И все же для изменения гендерного уклада требовались не только западные фильмы, но и определенные государственные инициативы, которые ликвидировали бы ряд явлений, нарушавших целость приватного пространства личности и тормозивших развитие нормальных отношений полов.

Через год после смерти Сталина, в апреле 1954 года, было принято постановление Совета министров РСФСР о подготовке к введению с 1 сентября совместного обучения девочек и мальчиков. Эти, казалось бы, сугубо «образовательные» меры способствовали изменению взаимоотношений полов. Контакты мальчиков и девочек стали носить достаточно естественную форму: дружеская детская симпатия перетекала в юношескую влюбленность, неизбежно имевшую оттенки эротики.

В августе 1954 года Указом Президиума Верховного Совета СССР была отменена уголовная ответственность в отношении беременных женщин, делавших аборт без медицинских показаний. А в ноябре 1955 года Указ Президиума Верховного Совета СССР легализовал искусственный выкидыш, производимый в больничных условиях по просьбе самой женщины. Как заявлялось, основополагающими причинами такого решения было стремление власти предоставить «женщине возможности самой решать вопрос о материнстве», а также намерение «уменьшения вреда, наносимого здоровью женщине внебольничными абортами» (Постановления КПСС и Советского правительства об охране здоровья народа 1958: 333). И все же закон об отмене запрета на совершение абортов способствовал расширению сферы приватности.

Постепенно начала меняться и официальная риторика, связанная с проблемами сексуального поведения. Происходило это на уровне не только нормативных решений, но и нормализующих суждений, что зафиксировало оттепельное искусство. Значительно смелее презентовать вопросы интимной жизни своих героев стало советское кино. Наряду с бичеванием ханжеских взглядов на юношескую любовь (фильм «А если это любовь?» 1961 года, режиссер Ю.Я. Райзман, сценарий И.Г. Ольшанского, Н.И. Рудневой и Ю.Я. Райзмана) на советских киноэкранах появилась и тема внебрачных связей как вполне приемлемой формы половых отношений. Особенно ярко это проявилось в знаковом фильме «Девять дней одного года» (1962), снятом выдающимся советским режиссером М.И. Роммом по сценарию, написанному им совместно с Д.Я. Храбровицким. Фильм рассказывал о молодых ученых-физиках, в то время самой прогрессивной части советского общества. В центре повествования два друга: непримиримый экспериментатор Дмитрий Гусев (артист Алексей Баталов) и его антипод умный, обаятельный, ироничный, но лишенный гусевского горения физик-теоретик Илья Куликов (Иннокентий Смоктуновский). Оба друга влюблены в одну и ту же девушку, тоже физика Лелю (ее сыграла прелестная актриса Татьяна Лаврова). Гусев в результате опыта получает серьезную дозу радиации, и Леля после долгих колебаний останавливает свой выбор на нем, обреченном, но несломленном, готовом пойти на рискованную по тем временам операцию по пересадке костного мозга. Фильм, сделанный почти в традициях неореализма, полностью лишен пафоса, но наполнен, несмотря на отсутствие хеппи-энда, светлой надеждой. Герои кинокартины спокойно, правда, используя кодовый язык советского времени, обсуждают проблемы своей личной жизни:

– Можно мне спросить тебя: что там у вас было с Митей?

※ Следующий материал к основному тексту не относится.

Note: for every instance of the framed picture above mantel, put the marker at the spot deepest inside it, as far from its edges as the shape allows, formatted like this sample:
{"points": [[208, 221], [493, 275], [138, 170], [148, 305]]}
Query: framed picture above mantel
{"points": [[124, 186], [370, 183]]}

Леля поднимает на него глаза.

– Все было.

– Что «все»?

– Ну, не будь дураком.

– Так… Но от чего ты все-таки устала?

– Я устала от того, что это тянется шесть лет. От того, что за все эти годы он был в Москве четыре… нет, пять раз. Гостиница «Украина»… «Турист»… А то еще комната подруги, которая ушла в кино (Годы и фильмы 1980: 277–278).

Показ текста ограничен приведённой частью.